Her first thought was that a king's tent was very like a trader's booth.
Spears and banners and gold-bossed shields decorated the walls, while the
reed-strewn ground was littered with furs and armor, with jewelled
altar-cloths and embroidered palls and wonder-ful gold-laced garments. The
rude temporary benches were spread with splendid covers of purple and green,
upon which silver lilies and gold-eyed peacocks had been wrought with
exquisite skill.

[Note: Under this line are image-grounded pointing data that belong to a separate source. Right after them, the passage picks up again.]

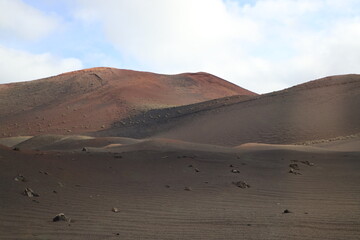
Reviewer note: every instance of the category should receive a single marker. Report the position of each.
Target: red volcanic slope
(320, 109)
(91, 99)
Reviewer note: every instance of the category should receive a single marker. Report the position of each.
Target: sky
(261, 45)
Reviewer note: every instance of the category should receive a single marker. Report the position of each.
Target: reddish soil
(92, 99)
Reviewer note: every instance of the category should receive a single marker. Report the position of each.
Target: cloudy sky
(262, 45)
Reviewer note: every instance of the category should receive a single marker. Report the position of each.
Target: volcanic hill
(92, 99)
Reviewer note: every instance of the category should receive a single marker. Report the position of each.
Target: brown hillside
(91, 99)
(319, 109)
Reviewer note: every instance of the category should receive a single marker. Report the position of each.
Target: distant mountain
(92, 99)
(320, 109)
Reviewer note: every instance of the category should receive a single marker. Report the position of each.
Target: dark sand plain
(252, 167)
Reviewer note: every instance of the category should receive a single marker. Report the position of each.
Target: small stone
(241, 184)
(308, 163)
(188, 189)
(30, 193)
(20, 178)
(294, 172)
(287, 211)
(294, 166)
(61, 217)
(115, 210)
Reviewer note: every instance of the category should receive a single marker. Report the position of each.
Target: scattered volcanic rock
(115, 210)
(20, 178)
(61, 217)
(30, 193)
(307, 163)
(294, 166)
(287, 211)
(241, 184)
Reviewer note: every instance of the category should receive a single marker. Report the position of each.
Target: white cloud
(18, 65)
(265, 46)
(21, 21)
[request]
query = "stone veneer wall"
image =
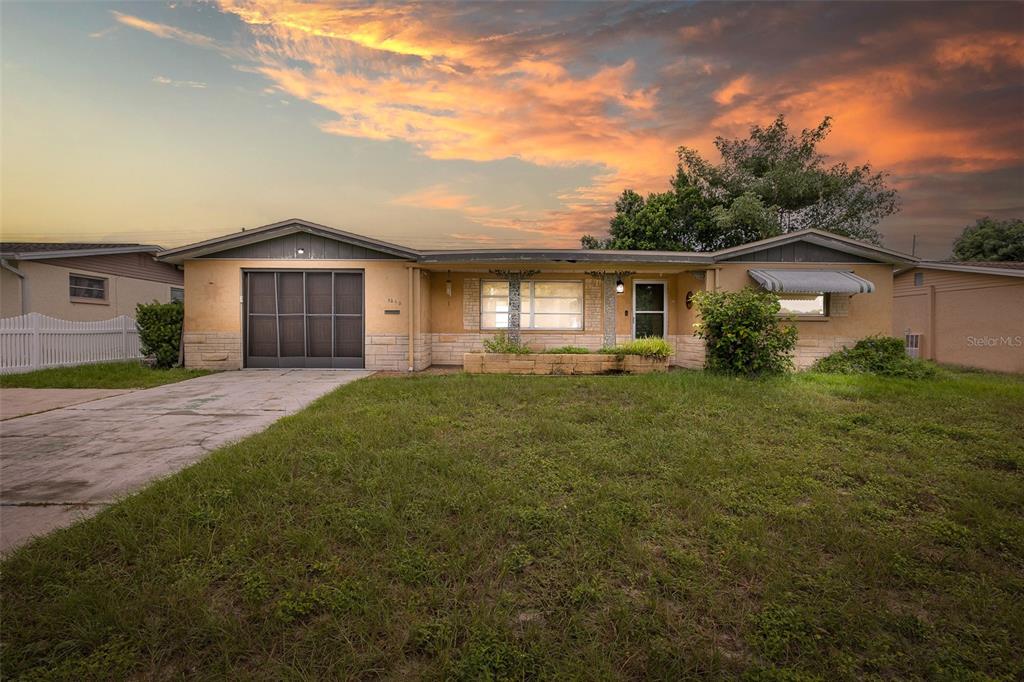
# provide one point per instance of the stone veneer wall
(449, 348)
(811, 348)
(213, 350)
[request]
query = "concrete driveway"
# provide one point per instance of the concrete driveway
(59, 466)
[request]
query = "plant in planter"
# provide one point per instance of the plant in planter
(653, 347)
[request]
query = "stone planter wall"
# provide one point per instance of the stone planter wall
(560, 364)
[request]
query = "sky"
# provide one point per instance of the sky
(458, 125)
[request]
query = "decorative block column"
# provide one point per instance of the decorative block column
(515, 305)
(609, 316)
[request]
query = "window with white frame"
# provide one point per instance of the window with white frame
(803, 305)
(88, 288)
(545, 305)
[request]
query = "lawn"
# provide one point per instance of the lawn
(633, 527)
(104, 375)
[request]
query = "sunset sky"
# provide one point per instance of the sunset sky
(469, 124)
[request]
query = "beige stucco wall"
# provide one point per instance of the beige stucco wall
(965, 318)
(443, 327)
(10, 295)
(49, 295)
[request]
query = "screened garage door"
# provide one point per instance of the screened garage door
(303, 318)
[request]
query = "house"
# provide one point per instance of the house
(969, 313)
(299, 294)
(84, 282)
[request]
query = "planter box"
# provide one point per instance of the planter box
(560, 364)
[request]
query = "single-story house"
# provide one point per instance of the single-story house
(84, 282)
(299, 294)
(969, 313)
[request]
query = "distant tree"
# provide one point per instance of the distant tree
(768, 183)
(989, 239)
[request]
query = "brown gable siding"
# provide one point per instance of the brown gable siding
(798, 252)
(138, 265)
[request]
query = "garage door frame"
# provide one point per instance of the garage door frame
(268, 361)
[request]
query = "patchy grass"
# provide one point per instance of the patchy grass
(104, 375)
(664, 526)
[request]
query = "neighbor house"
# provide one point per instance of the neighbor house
(84, 282)
(298, 294)
(969, 313)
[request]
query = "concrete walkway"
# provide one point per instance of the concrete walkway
(20, 401)
(59, 466)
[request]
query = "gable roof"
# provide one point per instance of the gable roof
(843, 245)
(41, 250)
(1007, 268)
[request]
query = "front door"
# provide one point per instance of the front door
(649, 309)
(304, 318)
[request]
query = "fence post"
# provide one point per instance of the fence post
(34, 346)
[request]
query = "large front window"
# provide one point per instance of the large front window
(545, 305)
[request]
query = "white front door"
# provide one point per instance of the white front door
(650, 310)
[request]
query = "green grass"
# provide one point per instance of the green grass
(664, 526)
(105, 375)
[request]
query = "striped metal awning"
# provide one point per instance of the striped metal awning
(812, 282)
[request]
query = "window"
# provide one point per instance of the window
(93, 289)
(803, 305)
(549, 305)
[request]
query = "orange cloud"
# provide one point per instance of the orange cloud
(733, 89)
(424, 75)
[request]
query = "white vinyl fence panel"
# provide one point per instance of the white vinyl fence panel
(35, 341)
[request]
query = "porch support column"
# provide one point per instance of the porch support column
(515, 305)
(610, 310)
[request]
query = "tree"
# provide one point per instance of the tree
(768, 183)
(674, 220)
(989, 239)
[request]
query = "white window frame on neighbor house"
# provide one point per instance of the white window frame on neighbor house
(528, 313)
(103, 288)
(664, 310)
(805, 297)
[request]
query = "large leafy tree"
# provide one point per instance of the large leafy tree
(768, 183)
(989, 239)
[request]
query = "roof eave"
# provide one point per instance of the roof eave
(43, 255)
(820, 238)
(953, 267)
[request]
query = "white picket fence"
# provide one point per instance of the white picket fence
(35, 341)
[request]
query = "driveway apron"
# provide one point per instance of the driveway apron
(58, 466)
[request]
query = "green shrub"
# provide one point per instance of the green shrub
(160, 331)
(503, 344)
(742, 332)
(883, 355)
(652, 346)
(572, 350)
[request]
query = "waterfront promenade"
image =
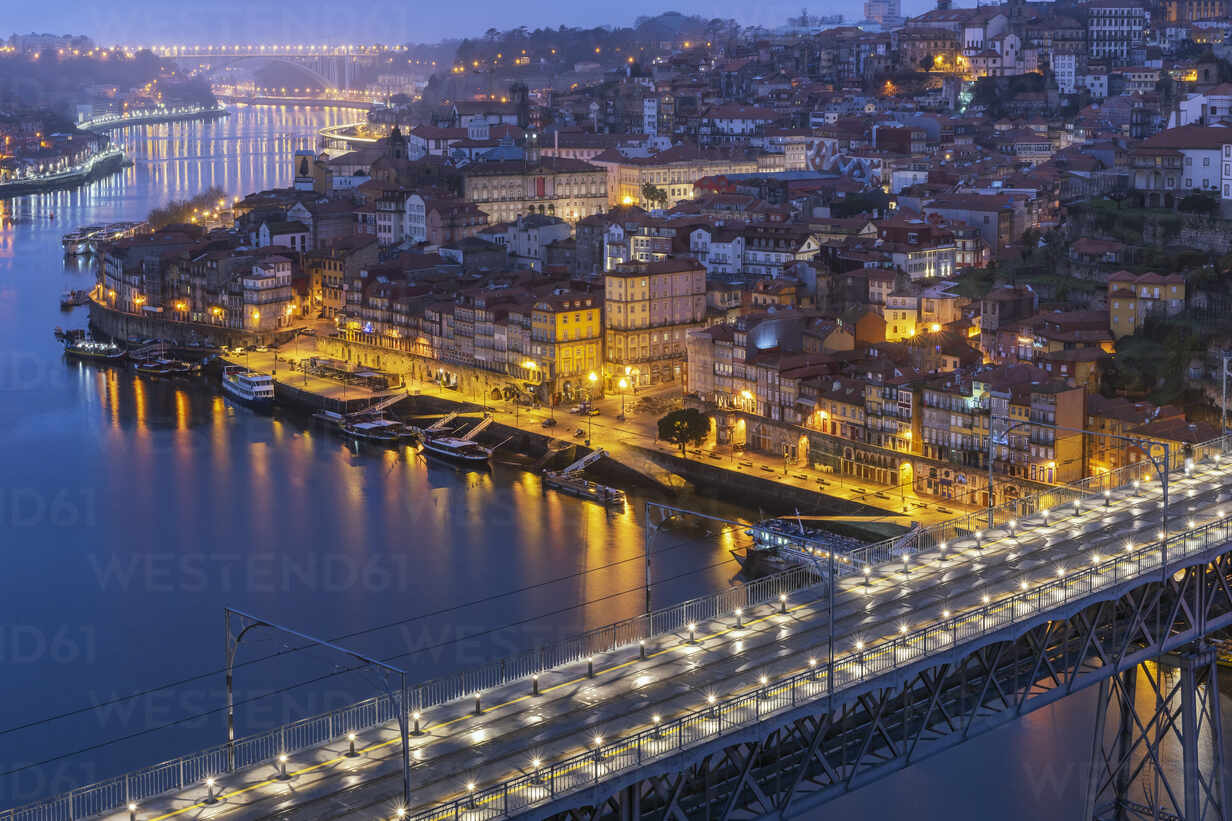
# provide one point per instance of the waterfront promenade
(152, 116)
(635, 440)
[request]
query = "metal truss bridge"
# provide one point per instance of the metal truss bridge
(774, 698)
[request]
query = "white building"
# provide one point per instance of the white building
(530, 237)
(1115, 28)
(1065, 68)
(651, 117)
(266, 292)
(415, 220)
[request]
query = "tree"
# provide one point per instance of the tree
(685, 427)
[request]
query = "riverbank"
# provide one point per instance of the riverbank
(307, 102)
(154, 117)
(100, 165)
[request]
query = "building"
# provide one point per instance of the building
(1131, 298)
(566, 347)
(1180, 160)
(530, 237)
(266, 295)
(649, 308)
(333, 268)
(673, 171)
(559, 187)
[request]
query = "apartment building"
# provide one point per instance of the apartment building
(559, 187)
(649, 308)
(566, 343)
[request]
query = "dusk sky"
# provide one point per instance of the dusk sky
(255, 21)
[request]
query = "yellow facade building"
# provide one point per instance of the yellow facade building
(567, 337)
(1131, 298)
(672, 171)
(649, 310)
(559, 187)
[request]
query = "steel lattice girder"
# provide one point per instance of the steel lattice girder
(802, 758)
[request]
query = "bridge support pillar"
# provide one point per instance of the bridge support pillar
(630, 803)
(1146, 716)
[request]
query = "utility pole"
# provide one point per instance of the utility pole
(1223, 391)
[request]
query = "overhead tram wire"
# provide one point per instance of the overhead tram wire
(280, 690)
(190, 679)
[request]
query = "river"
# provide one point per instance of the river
(133, 512)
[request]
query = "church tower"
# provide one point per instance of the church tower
(304, 164)
(396, 144)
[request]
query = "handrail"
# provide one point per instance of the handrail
(945, 531)
(812, 683)
(265, 747)
(194, 768)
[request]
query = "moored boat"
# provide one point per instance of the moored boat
(94, 350)
(456, 448)
(69, 300)
(253, 388)
(376, 429)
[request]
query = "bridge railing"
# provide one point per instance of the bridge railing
(263, 748)
(333, 727)
(1092, 487)
(854, 668)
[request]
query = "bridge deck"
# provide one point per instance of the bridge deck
(676, 677)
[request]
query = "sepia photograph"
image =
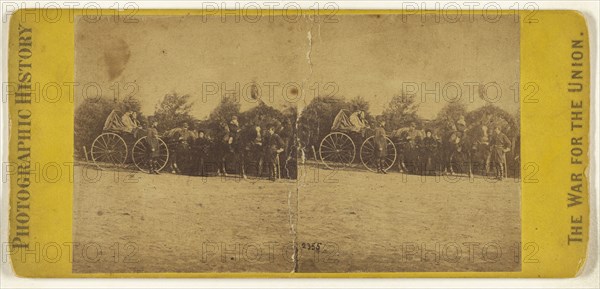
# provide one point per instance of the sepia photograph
(354, 143)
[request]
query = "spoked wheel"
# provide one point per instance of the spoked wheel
(109, 149)
(369, 158)
(141, 155)
(337, 150)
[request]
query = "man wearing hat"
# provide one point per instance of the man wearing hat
(154, 145)
(499, 145)
(273, 146)
(380, 146)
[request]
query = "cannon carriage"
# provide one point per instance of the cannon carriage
(119, 145)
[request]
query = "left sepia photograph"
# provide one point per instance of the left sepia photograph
(183, 166)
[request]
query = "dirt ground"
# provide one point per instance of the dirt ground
(337, 221)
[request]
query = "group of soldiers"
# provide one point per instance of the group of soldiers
(478, 146)
(195, 152)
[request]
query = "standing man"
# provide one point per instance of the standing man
(200, 149)
(499, 145)
(154, 145)
(273, 146)
(256, 148)
(380, 147)
(182, 150)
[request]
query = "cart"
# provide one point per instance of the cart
(111, 148)
(338, 148)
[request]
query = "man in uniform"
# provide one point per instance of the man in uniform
(499, 145)
(153, 144)
(380, 147)
(200, 149)
(273, 146)
(182, 150)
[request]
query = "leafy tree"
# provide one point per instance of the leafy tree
(401, 111)
(90, 116)
(172, 111)
(491, 116)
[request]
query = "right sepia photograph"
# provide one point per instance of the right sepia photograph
(412, 165)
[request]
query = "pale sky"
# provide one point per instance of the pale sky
(367, 55)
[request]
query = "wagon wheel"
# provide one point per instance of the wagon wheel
(109, 149)
(367, 154)
(141, 154)
(337, 150)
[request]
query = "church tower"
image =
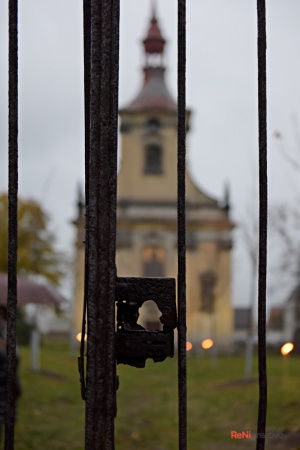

And the rough-hewn table bore such treasures as plunderers
dream of when their sleeping-bags are lying the most comfortably,--ivory
relique caskets, out of which the sacred bones had been unceremoniously
turned, gemmed chalices from earls' feasting-halls, and amber chains and
silver mirrors and strings of pearls from their ladies' bowers. Randalin's
gaze lingered, dazzled, then slowly rose to examine the master of all this
wealth.
He was not so easy to pick out. Of the three men around the table, only one
was a graybeard; and of the two striplings left, either might have been the
son of Sven of Denmark. Both were finely formed; both were dressed with royal
splendor, and the hair of each fell from under a jewelled circlet in uncut
lengths of shining fairness. The hair of the shorter one, though, was finer;
and no red tainted the purity of its gold.